Ranked Entropy Minimization for Continual Test-Time Adaptation

TL;DR

This work tackles instability in continual test-time adaptation (CTTA) by identifying entropy minimization (EM) collapse as a key problem and proposing Ranked Entropy Minimization (REM). REM introduces explicit mask chaining guided by vision-transformer attention to progressively increase input difficulty, paired with a masked-consistency loss $\mathcal{L}_{MCL}$ and an entropy-ranking loss $\mathcal{L}_{ERL}$, combined as $\mathcal{L}_{REM}=\mathcal{L}_{MCL}+\lambda\mathcal{L}_{ERL}$ to preserve prediction diversity while adapting online.
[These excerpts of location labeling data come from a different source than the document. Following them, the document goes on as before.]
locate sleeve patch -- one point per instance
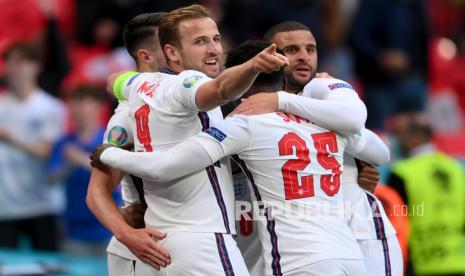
(216, 133)
(339, 85)
(190, 81)
(119, 84)
(117, 136)
(132, 79)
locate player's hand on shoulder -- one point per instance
(95, 156)
(133, 214)
(324, 75)
(260, 103)
(143, 243)
(268, 60)
(368, 177)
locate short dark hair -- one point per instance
(169, 27)
(141, 29)
(87, 92)
(248, 50)
(287, 26)
(28, 51)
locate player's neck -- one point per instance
(86, 131)
(293, 90)
(173, 66)
(23, 92)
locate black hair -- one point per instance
(287, 26)
(141, 29)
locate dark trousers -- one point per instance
(42, 232)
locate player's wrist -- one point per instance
(109, 155)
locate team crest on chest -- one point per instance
(190, 81)
(117, 136)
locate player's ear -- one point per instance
(144, 56)
(172, 53)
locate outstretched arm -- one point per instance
(328, 102)
(234, 81)
(196, 153)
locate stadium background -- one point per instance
(81, 41)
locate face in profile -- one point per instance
(300, 48)
(20, 70)
(200, 46)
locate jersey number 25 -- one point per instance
(324, 143)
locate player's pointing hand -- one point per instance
(268, 60)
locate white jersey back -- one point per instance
(164, 113)
(294, 167)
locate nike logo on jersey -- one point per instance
(216, 133)
(339, 85)
(147, 89)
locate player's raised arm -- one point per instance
(194, 154)
(367, 146)
(328, 102)
(234, 81)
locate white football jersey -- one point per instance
(294, 167)
(164, 113)
(246, 227)
(359, 204)
(119, 133)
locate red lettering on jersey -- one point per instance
(284, 116)
(147, 89)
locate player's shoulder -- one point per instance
(190, 77)
(328, 85)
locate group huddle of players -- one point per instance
(272, 189)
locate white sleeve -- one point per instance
(53, 124)
(329, 103)
(367, 146)
(129, 192)
(119, 131)
(206, 148)
(187, 85)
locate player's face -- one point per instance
(200, 46)
(300, 48)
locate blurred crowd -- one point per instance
(401, 55)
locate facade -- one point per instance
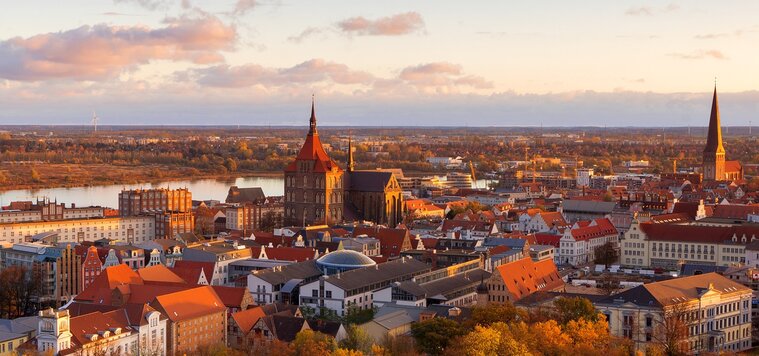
(314, 187)
(707, 313)
(221, 254)
(137, 201)
(578, 245)
(58, 267)
(668, 245)
(357, 288)
(170, 223)
(250, 217)
(513, 281)
(197, 317)
(129, 229)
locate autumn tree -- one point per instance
(574, 308)
(670, 333)
(434, 335)
(312, 343)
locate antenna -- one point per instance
(95, 120)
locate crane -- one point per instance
(95, 120)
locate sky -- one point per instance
(378, 63)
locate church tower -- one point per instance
(313, 184)
(714, 152)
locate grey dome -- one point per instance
(345, 259)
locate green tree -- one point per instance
(433, 336)
(357, 340)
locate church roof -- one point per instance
(714, 138)
(370, 181)
(312, 150)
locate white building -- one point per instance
(578, 245)
(133, 229)
(356, 288)
(583, 176)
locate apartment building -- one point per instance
(713, 312)
(132, 229)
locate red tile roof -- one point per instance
(246, 319)
(159, 274)
(189, 304)
(99, 291)
(295, 254)
(524, 277)
(598, 228)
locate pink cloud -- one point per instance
(395, 25)
(94, 52)
(312, 71)
(441, 74)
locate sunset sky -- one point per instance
(374, 63)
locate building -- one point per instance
(318, 191)
(578, 245)
(197, 317)
(137, 201)
(714, 165)
(513, 281)
(654, 244)
(221, 254)
(356, 288)
(170, 223)
(313, 184)
(713, 312)
(130, 229)
(58, 267)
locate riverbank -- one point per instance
(42, 176)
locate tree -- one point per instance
(357, 340)
(493, 313)
(434, 335)
(312, 343)
(575, 308)
(671, 330)
(605, 254)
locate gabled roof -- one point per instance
(246, 319)
(190, 303)
(245, 195)
(524, 277)
(99, 291)
(295, 254)
(231, 296)
(159, 273)
(598, 228)
(370, 181)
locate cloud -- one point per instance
(441, 74)
(243, 6)
(309, 32)
(700, 54)
(396, 25)
(309, 72)
(147, 4)
(650, 11)
(95, 52)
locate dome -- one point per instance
(344, 260)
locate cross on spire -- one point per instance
(312, 121)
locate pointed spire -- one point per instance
(312, 121)
(714, 138)
(350, 154)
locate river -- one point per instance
(108, 195)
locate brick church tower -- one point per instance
(313, 184)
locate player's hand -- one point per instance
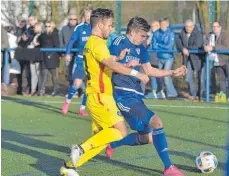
(133, 63)
(208, 48)
(143, 77)
(185, 52)
(68, 58)
(123, 53)
(181, 71)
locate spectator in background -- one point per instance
(4, 44)
(221, 43)
(65, 35)
(164, 39)
(24, 42)
(24, 64)
(35, 64)
(156, 83)
(32, 22)
(20, 28)
(14, 64)
(49, 39)
(191, 38)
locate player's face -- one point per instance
(216, 28)
(87, 16)
(107, 27)
(139, 37)
(164, 25)
(189, 27)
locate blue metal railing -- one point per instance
(6, 62)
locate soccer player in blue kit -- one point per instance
(128, 94)
(80, 35)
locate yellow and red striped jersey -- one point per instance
(98, 75)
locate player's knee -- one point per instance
(122, 128)
(145, 139)
(124, 133)
(155, 122)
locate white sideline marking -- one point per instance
(150, 105)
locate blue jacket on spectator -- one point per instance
(163, 40)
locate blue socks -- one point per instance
(160, 143)
(131, 139)
(71, 91)
(84, 100)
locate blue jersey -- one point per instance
(123, 84)
(80, 35)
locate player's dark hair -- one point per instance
(216, 22)
(164, 19)
(87, 9)
(138, 23)
(100, 14)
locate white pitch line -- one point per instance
(150, 105)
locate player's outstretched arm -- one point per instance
(150, 71)
(120, 68)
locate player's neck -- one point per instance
(97, 33)
(130, 38)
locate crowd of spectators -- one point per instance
(36, 65)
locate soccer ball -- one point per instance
(206, 162)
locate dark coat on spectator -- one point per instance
(50, 59)
(195, 41)
(65, 35)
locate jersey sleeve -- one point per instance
(115, 48)
(72, 40)
(101, 52)
(144, 56)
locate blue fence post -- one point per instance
(207, 79)
(6, 67)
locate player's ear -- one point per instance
(100, 25)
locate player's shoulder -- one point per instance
(79, 26)
(120, 40)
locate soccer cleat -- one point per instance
(109, 151)
(173, 171)
(76, 153)
(83, 112)
(163, 94)
(65, 171)
(65, 107)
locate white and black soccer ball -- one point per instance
(206, 162)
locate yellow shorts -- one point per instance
(103, 111)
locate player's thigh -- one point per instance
(136, 107)
(136, 123)
(78, 71)
(77, 82)
(145, 138)
(103, 110)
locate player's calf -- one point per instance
(155, 122)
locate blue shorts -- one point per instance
(78, 69)
(135, 113)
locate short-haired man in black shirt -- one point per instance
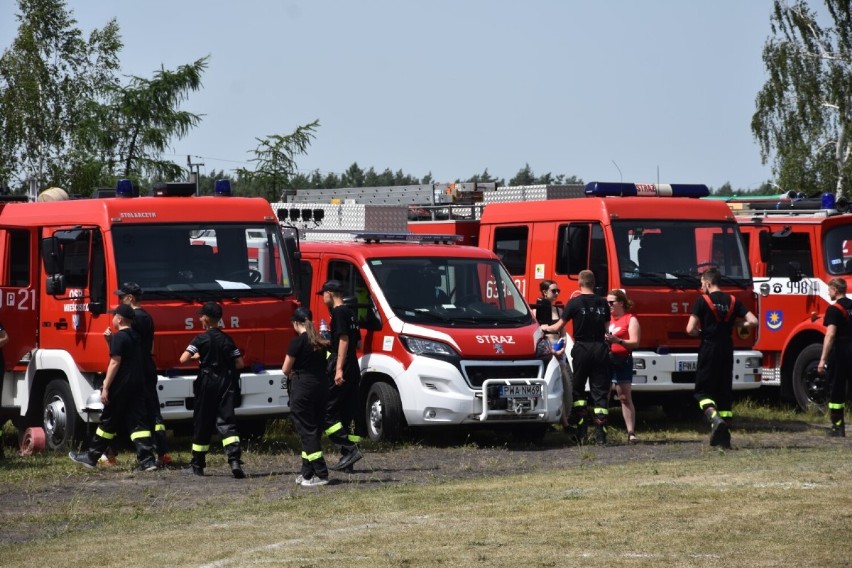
(589, 356)
(837, 353)
(215, 387)
(344, 375)
(713, 318)
(121, 395)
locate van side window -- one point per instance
(510, 244)
(795, 247)
(16, 245)
(356, 294)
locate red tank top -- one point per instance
(619, 327)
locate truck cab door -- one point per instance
(74, 297)
(19, 289)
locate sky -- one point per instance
(605, 90)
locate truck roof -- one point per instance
(591, 208)
(107, 211)
(391, 249)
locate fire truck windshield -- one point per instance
(451, 292)
(675, 253)
(837, 244)
(178, 259)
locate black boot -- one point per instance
(838, 426)
(197, 463)
(718, 428)
(234, 453)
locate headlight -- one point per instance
(420, 346)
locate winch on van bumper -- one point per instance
(434, 392)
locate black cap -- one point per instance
(211, 310)
(302, 315)
(129, 288)
(331, 286)
(124, 311)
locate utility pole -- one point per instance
(194, 172)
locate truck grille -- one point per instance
(475, 375)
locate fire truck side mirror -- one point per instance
(55, 284)
(51, 256)
(765, 244)
(795, 271)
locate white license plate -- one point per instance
(520, 391)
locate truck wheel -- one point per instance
(385, 420)
(62, 426)
(809, 387)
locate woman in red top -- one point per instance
(623, 337)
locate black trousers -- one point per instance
(590, 361)
(214, 409)
(126, 408)
(714, 376)
(308, 400)
(152, 408)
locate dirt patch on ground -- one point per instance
(272, 468)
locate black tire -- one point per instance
(809, 387)
(62, 427)
(385, 420)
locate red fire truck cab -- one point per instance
(61, 261)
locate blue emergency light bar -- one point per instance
(619, 189)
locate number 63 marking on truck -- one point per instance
(25, 299)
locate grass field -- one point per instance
(783, 497)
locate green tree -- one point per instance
(275, 161)
(129, 130)
(46, 78)
(804, 110)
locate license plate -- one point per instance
(520, 391)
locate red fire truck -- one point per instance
(650, 240)
(795, 248)
(61, 261)
(446, 338)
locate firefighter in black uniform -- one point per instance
(713, 318)
(121, 395)
(305, 367)
(344, 376)
(219, 363)
(130, 293)
(589, 356)
(836, 356)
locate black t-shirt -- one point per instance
(143, 324)
(840, 314)
(719, 325)
(125, 344)
(306, 358)
(543, 311)
(216, 349)
(343, 323)
(590, 314)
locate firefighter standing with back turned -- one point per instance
(836, 356)
(713, 318)
(344, 375)
(589, 356)
(219, 363)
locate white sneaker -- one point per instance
(314, 482)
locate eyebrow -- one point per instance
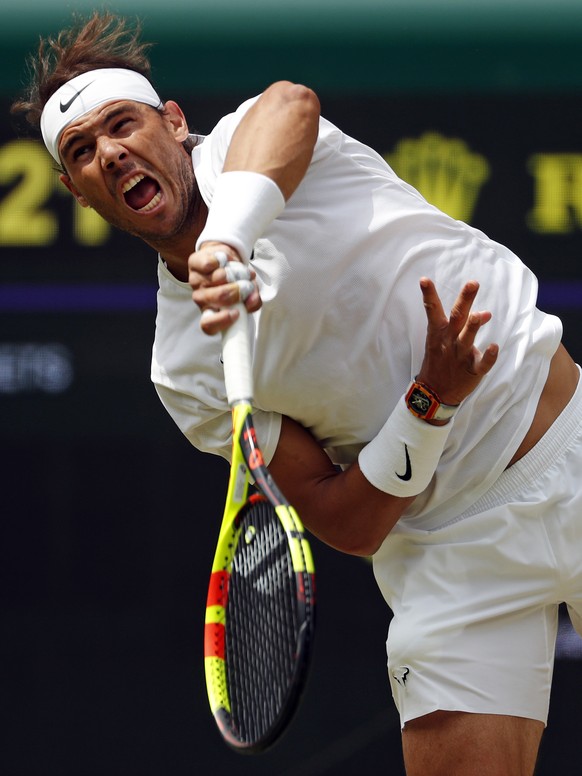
(110, 114)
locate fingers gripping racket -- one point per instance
(260, 610)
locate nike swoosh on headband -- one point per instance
(408, 473)
(64, 106)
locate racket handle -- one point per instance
(236, 356)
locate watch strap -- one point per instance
(425, 403)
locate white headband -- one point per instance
(85, 92)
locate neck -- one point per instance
(177, 250)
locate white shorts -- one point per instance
(475, 601)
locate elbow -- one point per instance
(362, 547)
(302, 100)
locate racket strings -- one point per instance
(262, 643)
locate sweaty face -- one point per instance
(126, 160)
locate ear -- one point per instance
(174, 115)
(66, 181)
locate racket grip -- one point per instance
(236, 356)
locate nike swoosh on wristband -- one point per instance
(408, 473)
(64, 106)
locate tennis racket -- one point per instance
(259, 624)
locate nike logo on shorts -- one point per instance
(64, 106)
(408, 473)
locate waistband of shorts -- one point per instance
(551, 447)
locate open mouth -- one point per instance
(142, 193)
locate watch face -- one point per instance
(419, 402)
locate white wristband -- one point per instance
(403, 456)
(243, 205)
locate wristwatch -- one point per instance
(423, 402)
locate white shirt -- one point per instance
(342, 328)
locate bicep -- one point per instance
(277, 135)
(340, 507)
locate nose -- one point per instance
(111, 153)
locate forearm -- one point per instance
(342, 508)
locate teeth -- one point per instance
(132, 182)
(151, 204)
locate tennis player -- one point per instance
(388, 416)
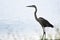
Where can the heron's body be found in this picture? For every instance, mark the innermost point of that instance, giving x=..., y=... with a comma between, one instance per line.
x=44, y=23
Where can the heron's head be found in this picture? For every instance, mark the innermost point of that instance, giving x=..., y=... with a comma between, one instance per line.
x=31, y=6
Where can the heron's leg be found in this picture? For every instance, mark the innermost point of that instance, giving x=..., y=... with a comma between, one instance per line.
x=43, y=33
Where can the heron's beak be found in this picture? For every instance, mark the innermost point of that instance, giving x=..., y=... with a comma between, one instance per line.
x=28, y=6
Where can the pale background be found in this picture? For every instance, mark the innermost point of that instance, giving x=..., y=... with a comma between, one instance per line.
x=17, y=19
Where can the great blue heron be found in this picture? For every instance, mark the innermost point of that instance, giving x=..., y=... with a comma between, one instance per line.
x=44, y=23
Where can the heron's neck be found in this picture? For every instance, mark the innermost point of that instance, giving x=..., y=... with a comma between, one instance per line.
x=35, y=14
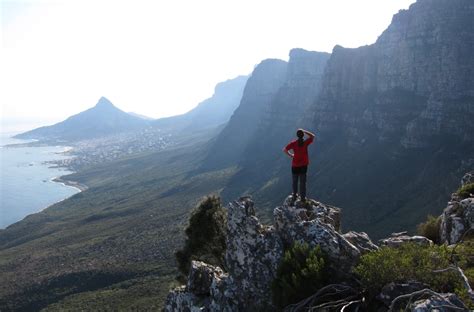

Across ImageNetC, CIFAR10C, and CIFAR100C CTTA benchmarks, REM delivers state-of-the-art or competitive accuracy with the efficiency of entropy-based methods and without requiring student-teacher ensembles, as evidenced by significant gains over source models and previous CTTA methods. The approach also demonstrates improved calibration and robust performance under various domain shifts, supporting its practical applicability for real-time, resource-constrained deployment. Overall, REM offers a principled, efficient pathway to stable continual test-time adaptation by jointly regulating prediction difficulty and entropy through a single, masked transformer model.

Abstract

Test-time adaptation aims to adapt to realistic environments in an online manner by learning during test time. Entropy minimization has emerged as a principal strategy for test-time adaptation due to its efficiency and adaptability. Nevertheless, it remains underexplored in continual test-time adaptation, where stability is more important. We observe that the entropy minimization method often suffers from model collapse, where the model converges to predicting a single class for all images due to a trivial solution. We propose ranked entropy minimization to mitigate the stability problem of the entropy minimization method and extend its applicability to continuous scenarios. Our approach explicitly structures the prediction difficulty through a progressive masking strategy. Specifically, it gradually aligns the model's probability distributions across different levels of prediction difficulty while preserving the rank order of entropy. The proposed method is extensively evaluated across various benchmarks, demonstrating its effectiveness through empirical results. Our code is available at https://github.com/pilsHan/rem

Figures (13)

• Figure 1: Our Intuition. We explicitly raise the prediction difficulty of the input images through the masking strategy. Based on the intuition that increased difficulty decreases prediction accuracy and increases entropy, we attempt to maintain a rank ordering of entropy while improving consistency from original to masked predictions. Our approach addresses the problem of model collapse in entropy minimization methods in a simple yet efficient way.
• Figure 2: Observation on model collapse in the entropy minimization approach. (a) Under the CTTA scenario, the EM approach (Tent) undergoes significant performance degradation at a critical point (adaptation order $T_3$, Impulse noise). (b) This phenomenon occurs because the model learns constant representations that do not depend on input images, leading to a collapse in prediction diversity. This is evidenced by class probabilities converging to a single point when visualized in a polar coordinate system. Our proposed method (REM) mitigates model collapse and maintains prediction diversity.
• Figure 3: Empirical study according to masking ratio. We report the changes in error and entropy as the masking ratio increases. Both entropy and error exhibit a monotone increasing trend with respect to the masking ratio, and we observe that linearity becomes more pronounced, especially in regions with lower masking ratios.
• Figure 4: Backward transfer analysis on ImageNetC. We compare the performance of CTTA approaches on previous domains.
• Figure 5: Adaptability analysis on ImageNetC under Gaussian noise corruption.